Surreal images of life on the fringes of British society
- Text by Isaac Muk
- Photography by Oliver Frank Chanarin

Between 2000 and 2002, Oliver Frank Chanarin was a few years into what would be a fruitful, decades-long artistic partnership with Adam Broomberg. As Creative Directors of COLORS – a culture magazine funded by global fashion brand Benetton – Broomberg and Chanarin were exploring the possibilities documentary photography afforded them.
“I love photography, because it allowed me to have these extraordinary engagements with worlds that I didn’t have access to without a camera,” Chanarin says. “The work we made then ended up being collected together in our book called Ghetto – we were in a number of psychiatric hospitals, prisons, we went to a Russian military base and an old age home in America, and a [Romani] camp in Macedonia.”
While the work was well received, the pair came to question the limits of their practice, and the nature of their work as photographers within these far-flung places of the world.
“We both became quite unhappy about making that kind of photography, or quite suspicious of it, and uncomfortable with our role,” he continues. “What were we doing going into places? What was our relationship to the people we were documenting? And then more importantly once the image is made how does that connect with our initial engagement with the person and their expectations of that? Because every image has a life.”


This would lead the pair to stray away from documentary work, and towards the more conceptual style that would come to define their art. But after Broomberg & Chanarin went their separate ways in 2021, Chanarin saw a chance to return to those early 00s roots. “I was really unsure about what I cared about anymore in terms of my photographic practice,” he explains. “And although I had a lot of doubts about making documentary photographs, I just felt like going back to the beginning and revisiting that form of engagement with the world using a camera.”
His new photobook A Perfect Sentence, is the product of that reset in outlook. Starting in 2021, as the UK emerged from cycles of pandemic lockdowns, he travelled across the country – from Cardiff to Great Yarmouth, via Plymouth and Norfolk – with the aim of creating a “photographic survey” of the country. From a West Indian community centre to fetish clubs and homeless shelters, Chanarin’s pictures form a disquieting portrait of life on the less seen fringes of British society.
But soon after beginning the project, he found himself faced with several of those same questions and contradictions that had pushed him away in the first place. “I immediately encountered so much anxiety and suspicion around my presence through the camera,” Chanarin says. “The kind of anxiety about people having their picture taken and what would happen to them, and who was I taking them? I feel like we live in this moment where the biography of the artist is everything, so I was very self-conscious about what I represented.”
Those anxieties manifest in the photographs. Left deliberately unfinished in the darkroom, with crop etchings and exposure guides scribbled on, the pictures and arrangement are filled with stressful juxtapositions, yet remain undeniably British in subject.
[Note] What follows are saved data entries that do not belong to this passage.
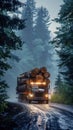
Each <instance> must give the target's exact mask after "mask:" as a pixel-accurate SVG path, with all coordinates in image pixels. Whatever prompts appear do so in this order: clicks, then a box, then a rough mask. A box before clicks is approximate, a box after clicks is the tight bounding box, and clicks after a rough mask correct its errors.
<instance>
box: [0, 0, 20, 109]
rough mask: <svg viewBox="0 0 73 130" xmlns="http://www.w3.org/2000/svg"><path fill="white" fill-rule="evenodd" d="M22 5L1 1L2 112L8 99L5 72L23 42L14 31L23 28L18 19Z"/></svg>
mask: <svg viewBox="0 0 73 130" xmlns="http://www.w3.org/2000/svg"><path fill="white" fill-rule="evenodd" d="M21 6H22V3H21V2H19V1H18V0H1V1H0V111H2V110H3V109H4V106H5V100H6V99H7V97H8V96H7V92H6V88H7V87H8V85H7V83H6V81H4V80H3V76H4V74H5V72H6V71H7V70H8V69H9V68H11V67H10V65H9V64H8V63H7V60H8V58H11V50H16V49H19V48H21V46H22V42H21V40H20V38H19V37H18V36H16V34H15V31H14V30H19V29H21V28H23V20H21V19H20V18H18V17H17V13H16V11H17V10H18V8H19V7H21Z"/></svg>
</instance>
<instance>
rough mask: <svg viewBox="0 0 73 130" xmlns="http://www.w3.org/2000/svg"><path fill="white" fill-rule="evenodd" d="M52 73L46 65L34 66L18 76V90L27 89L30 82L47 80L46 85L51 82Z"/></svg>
mask: <svg viewBox="0 0 73 130" xmlns="http://www.w3.org/2000/svg"><path fill="white" fill-rule="evenodd" d="M49 77H50V73H49V72H47V69H46V67H42V68H34V69H33V70H31V71H29V72H25V73H23V74H20V76H19V77H18V78H17V91H18V92H19V91H25V90H26V88H27V86H29V85H30V82H46V85H47V86H48V84H49V83H50V80H49Z"/></svg>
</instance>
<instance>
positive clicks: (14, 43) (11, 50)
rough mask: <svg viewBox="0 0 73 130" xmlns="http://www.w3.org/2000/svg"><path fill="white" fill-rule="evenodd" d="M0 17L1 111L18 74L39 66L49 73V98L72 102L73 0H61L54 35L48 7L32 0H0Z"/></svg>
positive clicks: (17, 75)
mask: <svg viewBox="0 0 73 130" xmlns="http://www.w3.org/2000/svg"><path fill="white" fill-rule="evenodd" d="M0 19H1V20H0V111H2V110H3V109H4V107H5V106H6V102H5V101H6V99H7V98H8V94H9V93H10V91H11V93H12V95H13V96H14V91H15V88H16V78H17V76H18V74H20V73H23V72H24V71H28V70H30V69H32V68H33V67H41V66H46V67H47V68H48V71H49V72H50V73H51V86H52V85H54V93H53V95H52V101H53V102H59V103H66V104H73V0H63V5H61V9H60V11H59V13H58V18H55V19H54V21H56V22H57V23H59V24H60V27H58V28H57V31H56V32H55V34H56V36H55V37H54V38H52V37H51V31H50V30H49V26H50V24H51V22H52V21H50V14H49V12H48V10H47V9H46V8H45V7H40V8H36V3H35V1H34V0H31V1H30V0H27V1H26V3H21V2H20V1H18V0H10V1H9V0H0ZM52 83H53V84H52ZM8 87H9V88H10V89H8ZM7 92H8V93H7ZM11 93H10V94H11Z"/></svg>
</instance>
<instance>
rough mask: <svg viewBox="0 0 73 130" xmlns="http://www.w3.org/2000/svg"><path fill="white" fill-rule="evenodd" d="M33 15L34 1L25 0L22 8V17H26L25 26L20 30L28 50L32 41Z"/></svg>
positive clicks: (31, 46)
mask: <svg viewBox="0 0 73 130" xmlns="http://www.w3.org/2000/svg"><path fill="white" fill-rule="evenodd" d="M34 15H35V1H34V0H27V1H26V7H24V8H23V12H22V18H23V19H24V18H25V19H26V22H25V26H26V28H25V29H23V31H22V36H21V37H22V39H23V41H24V42H25V43H26V44H27V45H28V47H29V50H30V49H32V46H33V45H32V42H33V39H34Z"/></svg>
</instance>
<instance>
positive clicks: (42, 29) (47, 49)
mask: <svg viewBox="0 0 73 130" xmlns="http://www.w3.org/2000/svg"><path fill="white" fill-rule="evenodd" d="M49 19H50V16H49V13H48V10H47V9H46V8H43V7H41V8H39V9H38V13H37V18H36V25H35V29H34V30H35V39H38V40H39V41H40V40H41V41H42V42H41V45H39V47H40V46H42V48H41V49H40V51H41V52H40V55H39V61H40V62H39V63H40V65H43V64H44V65H46V62H47V58H48V56H49V54H48V50H49V44H48V42H49V41H50V31H49V29H48V27H49ZM37 53H38V52H37Z"/></svg>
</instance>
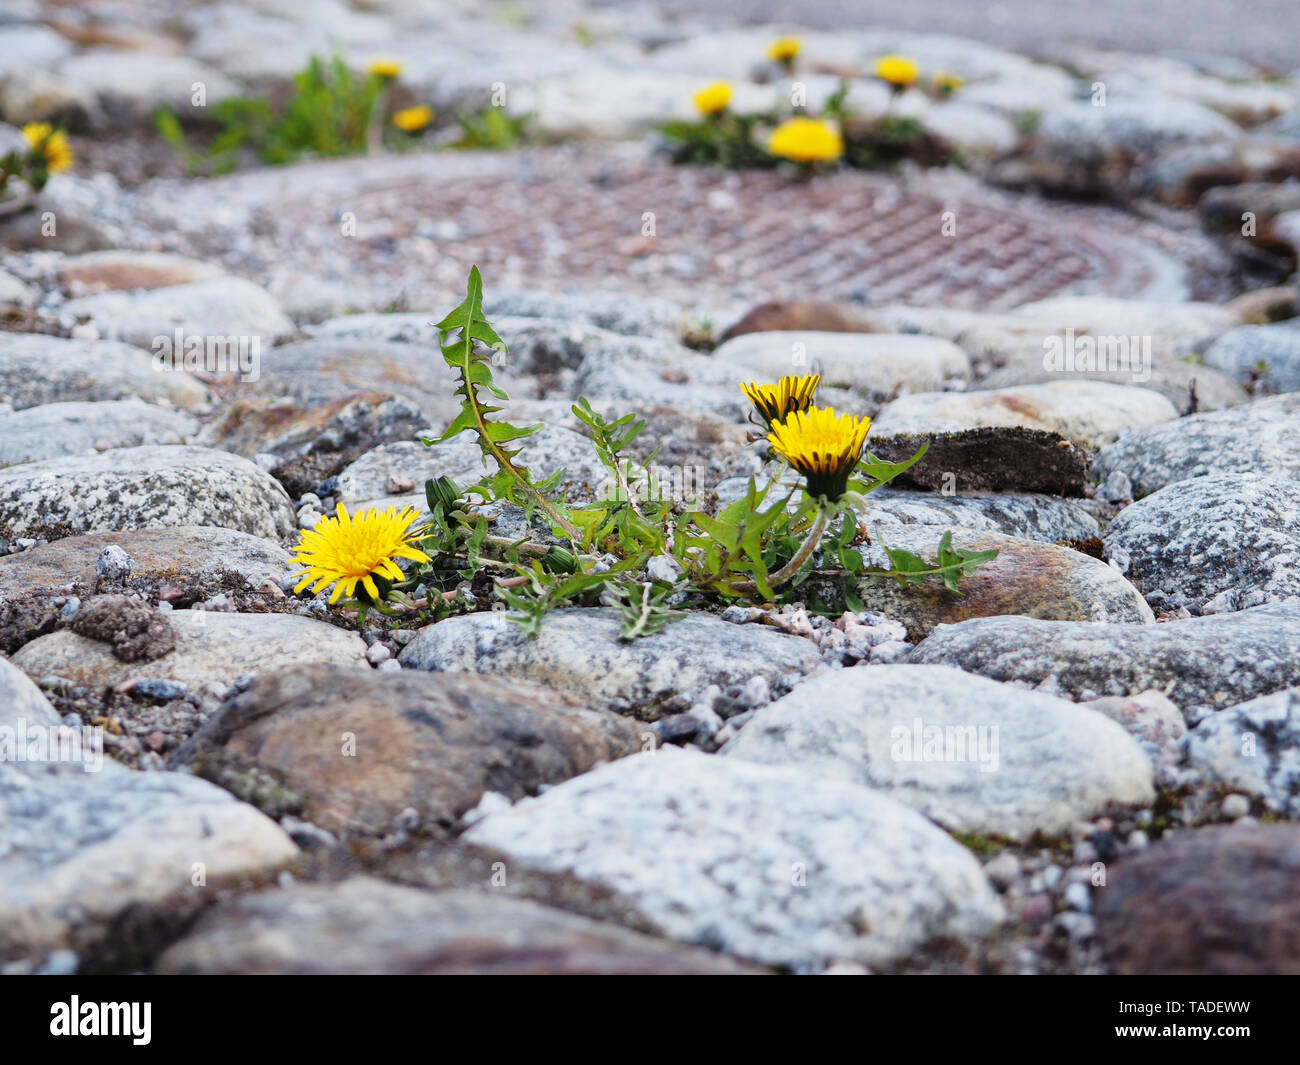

From a drag queen tucking into a hamburger to a man crouched against a wall with a knife in his back, they say as much about the subjects and life in the UK as much as Chanarin’s own discomfort with his presence behind the lens.
That lack of completeness is also reflected in the title of the book. “I was listening to an interview with the poet and writer Hanif Abdurraqib," Chanarin explains, "And he was talking about his writing process and how he spent weeks trying to write the perfect sentence – and there’s 20 bad sentences before he hits on the right one, and this kind of striving to say something and articulate what you want to say but always failing.
“I just felt that was very similar to my experience of making photographs," he continues. "A Perfect Sentence resonated with me with the struggle of getting it right but never quite getting there. Perfect is an aspiration that I never quite achieve.”
A Perfect Sentence by Oliver Frank Chanarin is published by Loose Joints.